The concern especially in adult patients is the increasing number of them we see because they live longer with spinal deformity and severe disabilities. Less invasive methods are useful for those adults who may also have co-morbidities and can't tolerate big surgeries. In order to justify putting them through these complex surgeries, we have to establish the value and long-term benefits for our treatment methods. It's not just the cost of surgery as much but also improving the quality of life for these patients. We have been slow in establishing the value of the procedures we do, but there are ongoing studies on that to try to get that information and data available.

Q: What are the biggest challenges for spine surgeons, particularly in the spinal deformity realm?

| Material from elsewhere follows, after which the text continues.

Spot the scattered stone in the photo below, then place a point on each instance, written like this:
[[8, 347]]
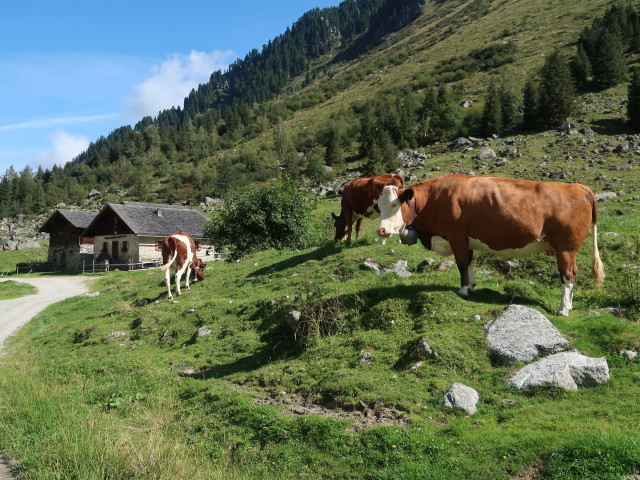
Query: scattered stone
[[423, 351], [567, 370], [462, 397], [373, 266], [447, 264], [486, 153], [202, 331], [293, 319], [114, 335], [509, 266], [400, 269], [605, 195], [520, 334], [166, 337]]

BA: The economy and increasing healthcare costs has become a big challenge. We know we have to be very mindful of the cost and perform procedures and methods that are most beneficial to the patients and cost effective at the same time. We will continue to do studies to compare the effectiveness of different methods that are beneficial for patients and at same time are cost effective. Both areas of adult deformity and early onset scoliosis are good examples of these challenges.

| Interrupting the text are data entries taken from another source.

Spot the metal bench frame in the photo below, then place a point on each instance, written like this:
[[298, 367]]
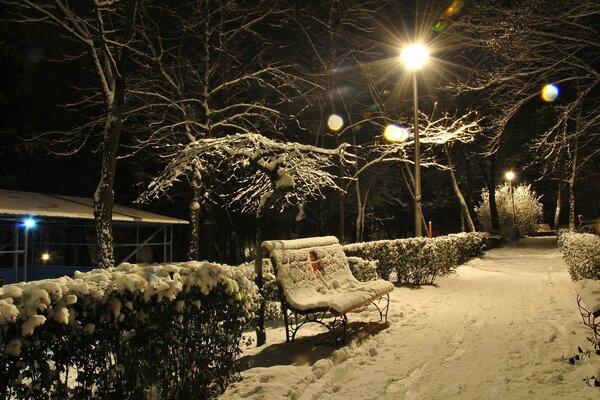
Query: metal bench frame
[[333, 321], [589, 320]]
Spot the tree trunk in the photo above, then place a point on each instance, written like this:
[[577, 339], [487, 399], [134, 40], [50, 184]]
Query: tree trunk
[[194, 247], [558, 203], [574, 144], [572, 186], [104, 195], [490, 180], [464, 208]]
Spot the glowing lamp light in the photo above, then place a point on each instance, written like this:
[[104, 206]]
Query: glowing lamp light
[[29, 223], [335, 122], [414, 57], [395, 133], [550, 92]]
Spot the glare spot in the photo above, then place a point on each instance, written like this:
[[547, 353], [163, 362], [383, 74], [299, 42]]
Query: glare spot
[[29, 223], [550, 92], [395, 133], [414, 57], [454, 9], [335, 122]]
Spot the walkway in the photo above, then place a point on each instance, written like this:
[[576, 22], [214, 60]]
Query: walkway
[[496, 329]]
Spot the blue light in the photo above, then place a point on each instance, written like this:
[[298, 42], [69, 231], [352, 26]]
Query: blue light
[[29, 223]]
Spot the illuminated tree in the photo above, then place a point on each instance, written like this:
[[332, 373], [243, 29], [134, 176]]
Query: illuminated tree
[[209, 71], [265, 176], [102, 35], [515, 48]]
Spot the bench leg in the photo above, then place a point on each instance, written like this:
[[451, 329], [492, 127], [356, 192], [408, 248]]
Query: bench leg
[[382, 308], [590, 320], [294, 321]]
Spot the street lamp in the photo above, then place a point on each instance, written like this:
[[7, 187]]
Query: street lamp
[[414, 58], [510, 176]]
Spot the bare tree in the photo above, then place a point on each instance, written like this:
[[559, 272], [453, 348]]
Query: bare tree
[[103, 36], [519, 46], [210, 71], [266, 176]]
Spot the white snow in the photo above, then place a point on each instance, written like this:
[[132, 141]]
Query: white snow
[[496, 329]]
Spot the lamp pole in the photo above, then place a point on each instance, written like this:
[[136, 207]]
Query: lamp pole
[[413, 58], [510, 176], [418, 209]]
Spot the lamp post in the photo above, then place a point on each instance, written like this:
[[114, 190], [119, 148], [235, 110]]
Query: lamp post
[[510, 176], [413, 58]]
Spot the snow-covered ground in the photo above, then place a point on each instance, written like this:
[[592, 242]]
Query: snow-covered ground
[[495, 329]]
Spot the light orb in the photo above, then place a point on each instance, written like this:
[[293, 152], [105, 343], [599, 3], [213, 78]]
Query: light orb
[[414, 57], [29, 223], [550, 92], [335, 122], [395, 133]]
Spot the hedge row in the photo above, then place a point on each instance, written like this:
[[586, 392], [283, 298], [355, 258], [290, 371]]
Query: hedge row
[[581, 252], [419, 260], [131, 332]]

As far as specific techniques, the growing adult population is going to be a challenge as far as finding the best method of treatment. We are treating more adults with spine deformity than ever before. We need to do better in understanding the indications and best method of treatment for our aging population. Early onset deformities are not as frequently treated as adult cases, but they are life-threatening, unlike most adult degenerative deformity. If untreated or poorly managed, the patients may die from their pulmonary complications. It is also going to be a challenge to make scoliosis surgery less invasive and make the outcome good enough so they can go back to normal daily activities and work more quickly.

Q: Do you ever see scoliosis surgery fully moving to an outpatient setting?

BA: Although some deformity cases can be performed in an outpatient facility, the majority of deformity surgery is hospital-based. However, I foresee we'll be able to do more deformity cases in an outpatient facility in the future, as less invasive techniques improve. We are already doing surgery for one or two levels in outpatient settings or in the hospital discharging them the next day. As we move forward, we have to be careful to select the right patients so we don't put anyone at unnecessary risk. The outpatient facilities have to be able to handle emergencies. I don't see surgeries for patients with larger curves being moved to outpatient facilities for the near future.

I'm very much impressed with the progress we have made in this field and how much change I've seen in my 37 years of spine practice. I'm sure a lot more advances will take place in the future, and hopefully we will also have more knowledge of natural history and etiology of spinal deformities.